In Sitges, a town with a long tourism tradition, there are several routes to explore its history and heritage. Check times online or in the tourism offices. You can, of course, take a map and go on your own. We’ve chosen three routes that will help you discover many of its hidden gems.
The first concerns the original locals who, mostly in the second half of the 19th century, left for America to make their fortune. In Sitges, as in other towns, they are called americanos, although the most common name in Catalonia is indianos. Once they had returned, many of them used the money they’d earned to have valuable buildings constructed. The Route of the Americanos runs through some of these places and reveals some of the anecdotes about the indianos that have passed from generation to generation. The routes last approximately two hours and no doubt you’ll walk along Carrer de l'Illa de Cuba, one of the most emblematic streets of that period, with americano palaces, and you’ll see many modernista houses, also commissioned by those who had returned from the other side of the Atlantic. It is no coincidence that in the late 19th and early 20th centuries Sitges was one of the focus points of the modernista movement, with artists who organised many cultural events and whose legacy includes the extraordinary Cau Ferrat and Palau Maricel, among much more.

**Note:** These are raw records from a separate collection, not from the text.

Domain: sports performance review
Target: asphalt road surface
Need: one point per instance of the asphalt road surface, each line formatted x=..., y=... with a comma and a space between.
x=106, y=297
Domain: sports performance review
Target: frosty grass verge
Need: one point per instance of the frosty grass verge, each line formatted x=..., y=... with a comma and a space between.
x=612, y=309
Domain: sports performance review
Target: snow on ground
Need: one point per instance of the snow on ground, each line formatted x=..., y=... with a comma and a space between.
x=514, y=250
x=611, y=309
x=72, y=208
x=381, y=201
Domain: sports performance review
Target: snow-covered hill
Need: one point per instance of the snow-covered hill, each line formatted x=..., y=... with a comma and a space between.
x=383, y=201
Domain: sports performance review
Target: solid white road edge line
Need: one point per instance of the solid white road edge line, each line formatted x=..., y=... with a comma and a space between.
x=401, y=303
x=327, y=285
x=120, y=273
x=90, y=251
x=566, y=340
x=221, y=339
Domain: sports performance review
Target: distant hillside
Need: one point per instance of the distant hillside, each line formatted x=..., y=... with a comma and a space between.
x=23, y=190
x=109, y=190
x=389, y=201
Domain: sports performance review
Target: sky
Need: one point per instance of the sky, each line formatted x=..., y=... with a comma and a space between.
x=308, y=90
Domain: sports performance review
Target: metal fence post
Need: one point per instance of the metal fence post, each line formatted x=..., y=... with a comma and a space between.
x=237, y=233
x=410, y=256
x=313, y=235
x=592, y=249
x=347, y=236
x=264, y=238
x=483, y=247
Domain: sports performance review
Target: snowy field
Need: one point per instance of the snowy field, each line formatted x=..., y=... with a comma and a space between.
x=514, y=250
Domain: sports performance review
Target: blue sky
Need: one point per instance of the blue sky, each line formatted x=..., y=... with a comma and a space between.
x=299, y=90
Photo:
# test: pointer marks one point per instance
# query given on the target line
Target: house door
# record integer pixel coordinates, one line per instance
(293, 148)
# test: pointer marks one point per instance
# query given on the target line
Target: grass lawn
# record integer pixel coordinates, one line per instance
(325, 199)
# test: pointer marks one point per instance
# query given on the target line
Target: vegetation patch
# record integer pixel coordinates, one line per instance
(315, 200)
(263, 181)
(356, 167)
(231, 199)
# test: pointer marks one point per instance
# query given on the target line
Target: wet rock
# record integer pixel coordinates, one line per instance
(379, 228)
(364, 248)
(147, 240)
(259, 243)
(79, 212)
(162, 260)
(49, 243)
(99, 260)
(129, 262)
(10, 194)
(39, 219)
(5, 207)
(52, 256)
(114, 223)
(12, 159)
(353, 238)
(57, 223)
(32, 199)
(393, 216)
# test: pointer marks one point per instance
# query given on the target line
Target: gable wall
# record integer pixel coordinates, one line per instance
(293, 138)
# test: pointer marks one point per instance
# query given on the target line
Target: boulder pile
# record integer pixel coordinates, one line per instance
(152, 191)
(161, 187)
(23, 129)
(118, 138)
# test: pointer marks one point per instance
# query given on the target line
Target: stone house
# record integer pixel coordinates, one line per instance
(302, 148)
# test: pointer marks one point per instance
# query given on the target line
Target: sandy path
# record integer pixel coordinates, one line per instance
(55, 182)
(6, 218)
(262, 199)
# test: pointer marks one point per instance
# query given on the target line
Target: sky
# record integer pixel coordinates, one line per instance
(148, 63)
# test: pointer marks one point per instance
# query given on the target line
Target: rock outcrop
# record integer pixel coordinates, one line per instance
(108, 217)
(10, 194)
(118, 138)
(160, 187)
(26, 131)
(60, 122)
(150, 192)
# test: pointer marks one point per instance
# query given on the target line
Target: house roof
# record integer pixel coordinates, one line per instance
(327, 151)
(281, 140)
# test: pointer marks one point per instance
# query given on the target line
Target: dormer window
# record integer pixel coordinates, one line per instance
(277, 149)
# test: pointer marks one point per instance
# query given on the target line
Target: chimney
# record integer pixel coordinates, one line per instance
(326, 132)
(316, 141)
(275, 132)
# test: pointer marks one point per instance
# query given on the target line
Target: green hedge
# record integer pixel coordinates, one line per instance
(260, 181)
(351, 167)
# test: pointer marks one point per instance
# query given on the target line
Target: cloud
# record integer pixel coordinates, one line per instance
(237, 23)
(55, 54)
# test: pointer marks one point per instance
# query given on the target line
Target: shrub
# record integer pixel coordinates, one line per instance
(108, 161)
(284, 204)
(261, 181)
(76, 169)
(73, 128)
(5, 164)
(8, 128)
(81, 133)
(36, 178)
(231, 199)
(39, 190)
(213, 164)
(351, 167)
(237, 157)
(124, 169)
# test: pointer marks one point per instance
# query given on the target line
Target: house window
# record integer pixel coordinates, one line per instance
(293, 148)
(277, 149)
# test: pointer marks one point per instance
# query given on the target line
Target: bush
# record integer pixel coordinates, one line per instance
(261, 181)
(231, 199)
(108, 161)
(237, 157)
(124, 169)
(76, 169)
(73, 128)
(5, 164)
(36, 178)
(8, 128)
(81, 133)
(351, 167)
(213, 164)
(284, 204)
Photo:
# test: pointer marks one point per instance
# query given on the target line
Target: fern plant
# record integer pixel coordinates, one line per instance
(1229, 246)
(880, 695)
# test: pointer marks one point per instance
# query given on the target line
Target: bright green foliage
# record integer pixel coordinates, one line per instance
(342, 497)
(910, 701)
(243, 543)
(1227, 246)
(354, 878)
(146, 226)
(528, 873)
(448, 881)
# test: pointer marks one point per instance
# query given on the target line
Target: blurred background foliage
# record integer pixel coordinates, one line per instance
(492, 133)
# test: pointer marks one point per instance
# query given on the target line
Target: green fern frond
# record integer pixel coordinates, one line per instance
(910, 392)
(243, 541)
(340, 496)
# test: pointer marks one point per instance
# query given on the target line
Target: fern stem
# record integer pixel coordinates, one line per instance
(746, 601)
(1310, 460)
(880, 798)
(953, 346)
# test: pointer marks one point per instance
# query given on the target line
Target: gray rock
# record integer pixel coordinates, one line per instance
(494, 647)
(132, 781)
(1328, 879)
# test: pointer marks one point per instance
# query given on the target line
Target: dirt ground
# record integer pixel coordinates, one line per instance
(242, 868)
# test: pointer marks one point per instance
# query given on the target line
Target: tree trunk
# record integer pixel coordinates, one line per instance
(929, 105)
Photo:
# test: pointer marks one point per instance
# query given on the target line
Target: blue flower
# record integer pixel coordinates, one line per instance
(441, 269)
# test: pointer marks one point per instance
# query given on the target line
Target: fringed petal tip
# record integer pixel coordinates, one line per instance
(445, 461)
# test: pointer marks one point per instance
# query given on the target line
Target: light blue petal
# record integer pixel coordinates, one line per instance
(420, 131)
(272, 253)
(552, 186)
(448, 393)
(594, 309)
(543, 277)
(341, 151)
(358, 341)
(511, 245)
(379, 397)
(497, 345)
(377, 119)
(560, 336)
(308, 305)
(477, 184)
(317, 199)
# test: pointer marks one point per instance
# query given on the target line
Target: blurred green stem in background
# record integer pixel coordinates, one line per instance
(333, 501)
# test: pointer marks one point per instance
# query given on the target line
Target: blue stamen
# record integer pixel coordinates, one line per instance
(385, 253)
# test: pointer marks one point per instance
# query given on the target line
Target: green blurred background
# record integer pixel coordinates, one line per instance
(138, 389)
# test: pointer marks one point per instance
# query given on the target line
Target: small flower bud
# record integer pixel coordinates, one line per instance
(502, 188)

A second route is that of the Malvasia. The Hospital de Sant Joan Baptista in Sitges, built in 1912 by Josep Font i Gumà, in modernista style, houses the wine cellar where the Malvasia de Sitges is produced, the legacy of the Llopis family. This route includes a visit to the Llopis house and wine cellar, at present home to the Museu Romàntic. And you’ll end with a walk around the old town centre, looking at the remains of history, such as fragments of the defence wall and fishermen’s houses.